All listing methods return DataFrames so they compose with the rest of the API. Existence checks and state-changing methods return Promise<T>.

A Spark server can register multiple catalogs. spark_catalog is built in; others (Iceberg, Delta, JDBC, Hive) are configured server-side in spark-defaults.conf. The client forwards catalog operations as-is, so what you can list and query depends on the server’s configuration.

await catalog.currentCatalog(); // string
await catalog.listCatalogs().collect(); // Row[]
await catalog.setCurrentCatalog("iceberg");
await catalog.currentDatabase(); // "default"
await catalog.listDatabases().collect();
await catalog.databaseExists("analytics"); // boolean
await catalog.getDatabase("analytics").collect();
await catalog.setCurrentDatabase("analytics");
await catalog.listTables().collect();
await catalog.listTables("analytics").collect(); // in a specific database
await catalog.tableExists("events");
await catalog.getTable("events").collect();
await catalog.listColumns("events").collect();

Temp views are session-scoped; they disappear when the session ends. Global temp views live in the global_temp database and are visible across sessions until explicitly dropped.

await df.createOrReplaceTempView("events");
await df.createOrReplaceGlobalTempView("events_global");
await catalog.dropTempView("events"); // returns boolean
await catalog.dropGlobalTempView("events_global");

createTable registers a managed or external table backed by a file format:

import { StructType, StructField } from "@spark-connect-js/node";
const schema = new StructType([
new StructField("id", "long"),
new StructField("name", "string"),
new StructField("value", "double"),
]);
const created = catalog.createTable("demo_table", {
source: "parquet",
schema,
path: "/tmp/demo", // optional, omit for a managed table
options: { compression: "snappy" },
});
await created.collect(); // returns an empty DataFrame

For INSERT / OVERWRITE / MERGE semantics, use the DataFrame writer instead.

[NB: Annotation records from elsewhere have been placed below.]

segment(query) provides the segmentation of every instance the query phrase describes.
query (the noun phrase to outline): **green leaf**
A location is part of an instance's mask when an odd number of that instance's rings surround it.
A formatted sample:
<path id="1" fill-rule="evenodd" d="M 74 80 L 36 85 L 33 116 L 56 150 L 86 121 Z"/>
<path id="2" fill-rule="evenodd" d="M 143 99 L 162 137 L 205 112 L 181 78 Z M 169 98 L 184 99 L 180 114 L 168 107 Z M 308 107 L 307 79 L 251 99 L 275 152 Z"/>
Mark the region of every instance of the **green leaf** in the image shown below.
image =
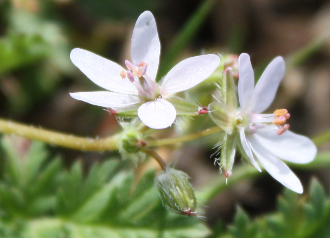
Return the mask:
<path id="1" fill-rule="evenodd" d="M 286 189 L 277 211 L 253 221 L 238 209 L 233 223 L 218 237 L 329 237 L 330 198 L 315 179 L 308 193 L 309 197 Z"/>
<path id="2" fill-rule="evenodd" d="M 154 187 L 154 171 L 137 183 L 133 171 L 124 169 L 119 160 L 95 164 L 86 172 L 78 161 L 66 170 L 58 158 L 48 161 L 42 144 L 22 144 L 13 138 L 1 141 L 7 160 L 0 180 L 0 237 L 199 238 L 210 234 L 201 219 L 166 210 Z M 12 172 L 28 168 L 28 175 Z"/>

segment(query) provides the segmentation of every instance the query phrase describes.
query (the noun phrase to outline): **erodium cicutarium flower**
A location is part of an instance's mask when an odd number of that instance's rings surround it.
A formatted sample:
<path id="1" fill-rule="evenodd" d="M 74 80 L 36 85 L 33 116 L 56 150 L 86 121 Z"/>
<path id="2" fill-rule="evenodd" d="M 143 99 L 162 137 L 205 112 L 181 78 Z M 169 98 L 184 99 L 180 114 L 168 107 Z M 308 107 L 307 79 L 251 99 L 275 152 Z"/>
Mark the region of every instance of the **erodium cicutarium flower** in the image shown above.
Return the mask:
<path id="1" fill-rule="evenodd" d="M 124 68 L 117 63 L 85 50 L 72 50 L 70 58 L 93 82 L 109 90 L 70 94 L 74 98 L 109 108 L 139 106 L 138 116 L 154 129 L 172 125 L 176 117 L 174 106 L 166 98 L 193 87 L 206 79 L 219 63 L 214 54 L 188 58 L 175 66 L 158 84 L 160 44 L 156 22 L 151 12 L 140 15 L 133 31 L 131 61 Z"/>
<path id="2" fill-rule="evenodd" d="M 259 171 L 261 171 L 260 163 L 283 185 L 302 193 L 303 187 L 299 179 L 281 160 L 308 163 L 314 159 L 316 147 L 307 137 L 288 131 L 289 126 L 286 122 L 290 114 L 286 109 L 261 114 L 274 99 L 284 74 L 284 61 L 280 56 L 273 60 L 255 87 L 248 55 L 242 54 L 238 63 L 238 100 L 236 93 L 231 98 L 228 95 L 233 93 L 228 92 L 225 104 L 218 102 L 209 106 L 211 118 L 225 132 L 220 143 L 222 148 L 218 163 L 228 177 L 231 173 L 237 148 Z"/>

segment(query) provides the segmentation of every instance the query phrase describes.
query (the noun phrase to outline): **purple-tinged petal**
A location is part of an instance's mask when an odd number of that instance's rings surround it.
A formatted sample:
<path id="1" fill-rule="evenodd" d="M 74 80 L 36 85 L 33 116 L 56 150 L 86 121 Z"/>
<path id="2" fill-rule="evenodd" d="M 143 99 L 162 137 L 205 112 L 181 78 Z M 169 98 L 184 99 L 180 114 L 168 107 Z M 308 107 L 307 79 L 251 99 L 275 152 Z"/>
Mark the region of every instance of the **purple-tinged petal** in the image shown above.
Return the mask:
<path id="1" fill-rule="evenodd" d="M 250 56 L 246 53 L 238 58 L 238 98 L 241 108 L 245 110 L 250 104 L 254 89 L 254 74 Z"/>
<path id="2" fill-rule="evenodd" d="M 138 115 L 145 125 L 153 129 L 163 129 L 172 125 L 177 112 L 170 103 L 160 99 L 142 104 Z"/>
<path id="3" fill-rule="evenodd" d="M 124 69 L 116 63 L 78 48 L 71 51 L 70 58 L 82 72 L 100 87 L 121 93 L 138 94 L 137 90 L 129 80 L 120 76 Z"/>
<path id="4" fill-rule="evenodd" d="M 105 107 L 126 106 L 140 102 L 135 96 L 106 91 L 71 93 L 70 96 L 75 99 Z"/>
<path id="5" fill-rule="evenodd" d="M 248 138 L 248 141 L 259 162 L 270 174 L 288 188 L 302 193 L 300 181 L 284 162 L 253 137 Z"/>
<path id="6" fill-rule="evenodd" d="M 158 70 L 160 43 L 152 14 L 146 11 L 139 17 L 133 30 L 131 57 L 133 64 L 147 63 L 147 74 L 154 81 Z"/>
<path id="7" fill-rule="evenodd" d="M 254 166 L 254 167 L 258 171 L 261 172 L 261 169 L 260 168 L 259 165 L 258 165 L 258 164 L 255 162 L 255 160 L 254 160 L 254 157 L 253 156 L 253 154 L 252 154 L 252 152 L 251 151 L 251 148 L 250 148 L 250 146 L 248 144 L 248 142 L 247 141 L 247 138 L 245 136 L 244 128 L 242 127 L 240 128 L 239 132 L 241 143 L 242 145 L 242 147 L 243 147 L 243 149 L 244 150 L 245 153 L 247 155 L 250 159 L 250 161 L 251 162 L 251 163 L 252 165 Z"/>
<path id="8" fill-rule="evenodd" d="M 290 131 L 278 135 L 278 130 L 275 125 L 269 126 L 257 129 L 252 136 L 280 159 L 297 164 L 309 163 L 314 159 L 317 150 L 312 140 Z"/>
<path id="9" fill-rule="evenodd" d="M 255 86 L 247 112 L 260 113 L 268 108 L 274 100 L 285 71 L 282 57 L 278 56 L 270 62 Z"/>
<path id="10" fill-rule="evenodd" d="M 164 77 L 160 93 L 177 93 L 192 87 L 211 75 L 219 63 L 219 56 L 211 54 L 182 60 Z"/>

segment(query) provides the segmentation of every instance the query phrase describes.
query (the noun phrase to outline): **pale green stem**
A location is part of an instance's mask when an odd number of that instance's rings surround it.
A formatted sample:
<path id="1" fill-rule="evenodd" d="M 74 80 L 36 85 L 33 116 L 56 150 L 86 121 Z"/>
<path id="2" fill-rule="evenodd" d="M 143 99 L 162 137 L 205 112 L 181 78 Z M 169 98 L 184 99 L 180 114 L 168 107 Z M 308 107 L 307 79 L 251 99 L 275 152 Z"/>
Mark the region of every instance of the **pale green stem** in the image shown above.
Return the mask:
<path id="1" fill-rule="evenodd" d="M 155 146 L 183 142 L 202 137 L 221 130 L 218 126 L 182 136 L 147 141 L 149 146 Z M 37 128 L 10 121 L 0 119 L 0 133 L 15 135 L 31 140 L 39 140 L 54 145 L 82 150 L 103 151 L 118 149 L 118 137 L 116 134 L 102 139 L 76 136 Z"/>
<path id="2" fill-rule="evenodd" d="M 0 132 L 78 150 L 103 151 L 118 149 L 116 135 L 103 139 L 82 138 L 1 119 Z"/>
<path id="3" fill-rule="evenodd" d="M 149 155 L 155 159 L 155 160 L 157 162 L 157 163 L 162 168 L 162 169 L 164 171 L 166 170 L 166 168 L 167 167 L 167 165 L 166 164 L 163 158 L 159 156 L 159 155 L 151 150 L 145 149 L 142 150 L 141 151 L 142 152 L 144 152 L 146 154 Z"/>
<path id="4" fill-rule="evenodd" d="M 191 140 L 220 131 L 221 130 L 221 129 L 220 128 L 217 126 L 216 126 L 213 127 L 208 128 L 208 129 L 205 129 L 200 132 L 195 132 L 194 133 L 192 133 L 188 135 L 182 135 L 181 136 L 175 137 L 174 138 L 153 140 L 148 141 L 147 143 L 148 145 L 149 146 L 157 146 L 160 145 L 170 145 L 172 144 L 175 144 L 176 143 L 184 142 L 184 141 L 188 140 Z"/>

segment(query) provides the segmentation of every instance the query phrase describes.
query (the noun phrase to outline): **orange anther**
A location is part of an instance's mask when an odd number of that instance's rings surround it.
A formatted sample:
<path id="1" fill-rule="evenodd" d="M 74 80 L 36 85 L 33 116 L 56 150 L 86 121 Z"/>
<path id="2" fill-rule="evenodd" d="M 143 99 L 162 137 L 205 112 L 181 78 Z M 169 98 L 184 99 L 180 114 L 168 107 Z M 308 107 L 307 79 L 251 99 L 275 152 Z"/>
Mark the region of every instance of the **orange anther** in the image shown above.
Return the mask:
<path id="1" fill-rule="evenodd" d="M 288 114 L 288 110 L 286 109 L 278 109 L 274 112 L 274 115 L 276 117 L 284 116 Z M 289 114 L 290 116 L 290 114 Z"/>

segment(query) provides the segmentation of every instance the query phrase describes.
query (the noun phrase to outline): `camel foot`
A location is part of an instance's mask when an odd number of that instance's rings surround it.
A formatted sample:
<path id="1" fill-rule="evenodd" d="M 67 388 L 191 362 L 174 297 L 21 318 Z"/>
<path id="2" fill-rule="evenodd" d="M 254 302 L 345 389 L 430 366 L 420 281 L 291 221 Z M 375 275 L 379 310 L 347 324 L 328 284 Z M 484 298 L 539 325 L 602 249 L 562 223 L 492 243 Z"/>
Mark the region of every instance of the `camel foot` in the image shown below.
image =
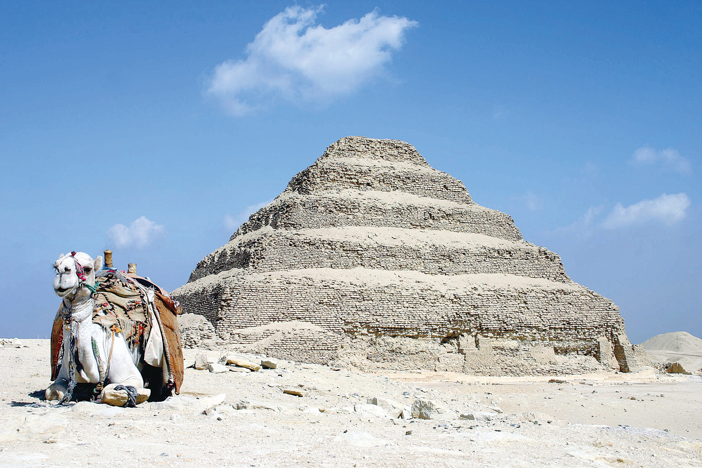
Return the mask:
<path id="1" fill-rule="evenodd" d="M 44 399 L 47 401 L 53 400 L 60 400 L 66 394 L 66 388 L 52 384 L 46 391 L 44 392 Z"/>
<path id="2" fill-rule="evenodd" d="M 129 399 L 126 390 L 115 390 L 115 385 L 112 385 L 112 388 L 108 388 L 110 386 L 106 387 L 100 394 L 100 402 L 112 406 L 124 406 Z M 151 390 L 149 389 L 136 389 L 136 391 L 138 392 L 136 396 L 138 405 L 148 400 L 151 396 Z"/>

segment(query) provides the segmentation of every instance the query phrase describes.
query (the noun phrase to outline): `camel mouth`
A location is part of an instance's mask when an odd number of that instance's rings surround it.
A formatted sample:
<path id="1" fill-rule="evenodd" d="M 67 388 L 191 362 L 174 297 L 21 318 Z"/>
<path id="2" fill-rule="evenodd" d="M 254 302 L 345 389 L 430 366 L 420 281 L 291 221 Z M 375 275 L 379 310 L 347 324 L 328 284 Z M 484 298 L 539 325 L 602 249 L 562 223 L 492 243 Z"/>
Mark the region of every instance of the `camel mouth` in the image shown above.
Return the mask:
<path id="1" fill-rule="evenodd" d="M 69 294 L 72 290 L 73 288 L 56 288 L 56 295 L 62 297 Z"/>

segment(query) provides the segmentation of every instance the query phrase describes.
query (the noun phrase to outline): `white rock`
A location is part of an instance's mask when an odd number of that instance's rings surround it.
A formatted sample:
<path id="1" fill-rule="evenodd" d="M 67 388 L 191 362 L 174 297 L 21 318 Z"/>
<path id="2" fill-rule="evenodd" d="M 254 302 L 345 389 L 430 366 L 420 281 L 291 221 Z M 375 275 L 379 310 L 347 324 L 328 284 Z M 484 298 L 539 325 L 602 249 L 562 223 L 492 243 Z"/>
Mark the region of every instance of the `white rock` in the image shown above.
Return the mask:
<path id="1" fill-rule="evenodd" d="M 163 401 L 154 401 L 149 408 L 157 410 L 176 410 L 199 413 L 208 408 L 221 405 L 226 398 L 227 395 L 223 393 L 199 399 L 194 396 L 168 396 Z"/>
<path id="2" fill-rule="evenodd" d="M 251 372 L 251 369 L 248 369 L 248 368 L 246 368 L 245 367 L 227 366 L 227 368 L 229 369 L 230 370 L 231 370 L 232 372 L 239 372 L 239 373 L 248 373 L 249 372 Z"/>
<path id="3" fill-rule="evenodd" d="M 405 412 L 406 415 L 411 415 L 412 413 L 407 405 L 390 399 L 373 397 L 368 399 L 366 402 L 370 405 L 380 406 L 392 417 L 402 417 L 403 412 Z"/>
<path id="4" fill-rule="evenodd" d="M 55 441 L 68 434 L 69 419 L 56 411 L 0 419 L 0 442 Z"/>
<path id="5" fill-rule="evenodd" d="M 470 436 L 470 440 L 477 442 L 535 442 L 533 439 L 529 439 L 526 436 L 514 432 L 507 432 L 506 431 L 490 431 L 478 432 Z"/>
<path id="6" fill-rule="evenodd" d="M 343 406 L 341 408 L 329 408 L 330 413 L 338 413 L 340 414 L 351 414 L 354 412 L 353 405 L 350 406 Z"/>
<path id="7" fill-rule="evenodd" d="M 238 366 L 239 367 L 245 367 L 247 369 L 251 369 L 251 370 L 260 370 L 261 369 L 261 366 L 258 364 L 256 364 L 247 359 L 246 357 L 238 354 L 230 354 L 224 357 L 223 361 L 225 364 L 233 364 L 234 366 Z"/>
<path id="8" fill-rule="evenodd" d="M 446 408 L 442 403 L 425 398 L 418 398 L 412 403 L 412 417 L 432 420 L 440 417 L 446 413 Z"/>
<path id="9" fill-rule="evenodd" d="M 353 406 L 354 413 L 363 417 L 390 417 L 388 412 L 377 405 L 367 403 Z"/>
<path id="10" fill-rule="evenodd" d="M 117 416 L 124 413 L 124 408 L 110 406 L 110 405 L 101 405 L 93 403 L 92 401 L 79 401 L 73 405 L 71 410 L 80 413 L 86 416 L 104 416 L 105 417 L 112 417 L 112 416 Z"/>
<path id="11" fill-rule="evenodd" d="M 350 431 L 340 434 L 334 438 L 336 442 L 345 442 L 357 447 L 382 447 L 389 445 L 390 441 L 376 437 L 363 431 Z"/>
<path id="12" fill-rule="evenodd" d="M 149 389 L 137 389 L 138 394 L 136 396 L 136 404 L 139 405 L 149 399 L 151 396 L 151 390 Z M 112 406 L 124 406 L 129 399 L 129 395 L 126 390 L 115 390 L 114 389 L 105 389 L 100 394 L 100 402 L 112 405 Z"/>
<path id="13" fill-rule="evenodd" d="M 195 363 L 193 364 L 193 367 L 202 370 L 206 369 L 211 363 L 218 361 L 217 356 L 213 353 L 198 353 L 195 355 Z"/>
<path id="14" fill-rule="evenodd" d="M 234 408 L 237 410 L 268 410 L 269 411 L 279 411 L 277 405 L 254 400 L 241 400 Z"/>
<path id="15" fill-rule="evenodd" d="M 496 419 L 497 415 L 489 411 L 471 411 L 470 413 L 461 414 L 460 417 L 461 419 L 470 420 L 471 421 L 490 421 Z"/>
<path id="16" fill-rule="evenodd" d="M 226 366 L 223 366 L 222 364 L 218 364 L 213 362 L 210 363 L 209 366 L 207 366 L 207 368 L 209 369 L 210 372 L 216 374 L 223 372 L 229 372 L 229 368 Z"/>

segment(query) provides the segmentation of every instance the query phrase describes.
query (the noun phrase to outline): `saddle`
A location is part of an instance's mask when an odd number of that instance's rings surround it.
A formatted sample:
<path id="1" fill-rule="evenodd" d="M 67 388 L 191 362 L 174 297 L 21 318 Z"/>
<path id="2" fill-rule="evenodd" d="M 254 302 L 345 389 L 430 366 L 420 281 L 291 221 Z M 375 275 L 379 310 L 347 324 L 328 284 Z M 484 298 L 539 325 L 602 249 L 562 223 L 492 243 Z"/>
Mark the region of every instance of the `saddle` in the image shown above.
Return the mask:
<path id="1" fill-rule="evenodd" d="M 123 334 L 135 363 L 152 389 L 169 386 L 180 393 L 183 377 L 178 326 L 180 307 L 157 285 L 135 274 L 105 269 L 95 274 L 95 280 L 98 284 L 93 295 L 93 323 L 103 327 L 107 333 Z M 51 330 L 52 380 L 58 377 L 62 363 L 62 304 Z M 154 356 L 154 349 L 158 350 L 158 356 Z M 145 370 L 147 366 L 153 369 L 154 357 L 160 361 L 163 372 Z M 157 382 L 152 380 L 154 375 L 159 375 L 161 385 L 156 388 L 153 384 Z"/>

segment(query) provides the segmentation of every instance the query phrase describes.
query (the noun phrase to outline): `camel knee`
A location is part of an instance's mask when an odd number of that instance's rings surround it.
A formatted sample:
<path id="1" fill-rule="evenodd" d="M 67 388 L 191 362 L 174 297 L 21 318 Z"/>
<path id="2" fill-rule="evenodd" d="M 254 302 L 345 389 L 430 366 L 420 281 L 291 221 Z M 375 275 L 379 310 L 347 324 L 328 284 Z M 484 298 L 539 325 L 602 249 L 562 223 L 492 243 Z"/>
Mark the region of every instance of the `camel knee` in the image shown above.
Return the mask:
<path id="1" fill-rule="evenodd" d="M 44 392 L 44 398 L 48 401 L 60 400 L 66 394 L 67 387 L 59 383 L 53 383 Z"/>

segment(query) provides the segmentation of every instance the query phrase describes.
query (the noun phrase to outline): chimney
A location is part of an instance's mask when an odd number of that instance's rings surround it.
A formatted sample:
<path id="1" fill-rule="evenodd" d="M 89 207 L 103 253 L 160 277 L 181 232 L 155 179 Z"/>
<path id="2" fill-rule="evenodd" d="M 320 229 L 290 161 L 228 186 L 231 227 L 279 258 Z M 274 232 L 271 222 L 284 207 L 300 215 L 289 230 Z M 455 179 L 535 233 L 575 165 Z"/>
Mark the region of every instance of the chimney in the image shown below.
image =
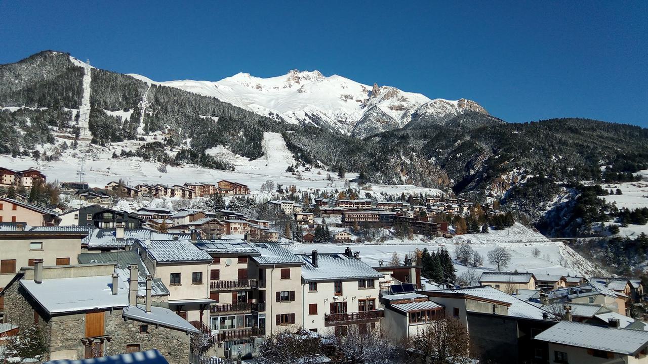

await catalog.listFunctions().collect(); // every SQL function registered on the server
await catalog.functionExists("count");
await catalog.getFunction("count").collect(); // metadata row with return type, signature, etc.

The catalog cache controls in-memory persistence for named tables and views. Useful when you plan to query the same relation several times in a session.

await catalog.cacheTable("events");
await catalog.isCached("events"); // true
await catalog.uncacheTable("events");
await catalog.cacheTable("events");
await catalog.clearCache(); // drops every cached relation

For caching intermediate DataFrames (not named tables), use df.cache() / df.persist(...) / df.unpersist() directly.

Spark caches file listings and partition metadata. After an out-of-band change to underlying storage, refresh explicitly:

await catalog.refreshTable("events");
await catalog.refreshByPath("s3://bucket/events/");
await catalog.recoverPartitions("events"); // re-discovers Hive-style partitions
import { connect, StructType, StructField } from "@spark-connect-js/node";
const spark = connect("sc://localhost:15002");
const catalog = spark.catalog;
console.log("Catalog:", await catalog.currentCatalog());
console.log("Database:", await catalog.currentDatabase());
const employees = spark.sql(`
SELECT * FROM VALUES
('Alice', 'Engineering', 90000),
('Bob', 'Marketing', 75000)
AS employees(name, department, salary)
`);
await employees.createOrReplaceTempView("employees");
console.log(await catalog.tableExists("employees"));
console.table(await catalog.listColumns("employees").collect());
await catalog.cacheTable("employees");
console.log("cached?", await catalog.isCached("employees"));
await catalog.dropTempView("employees");
await spark.stop();

The full runnable version is in examples/node-catalog.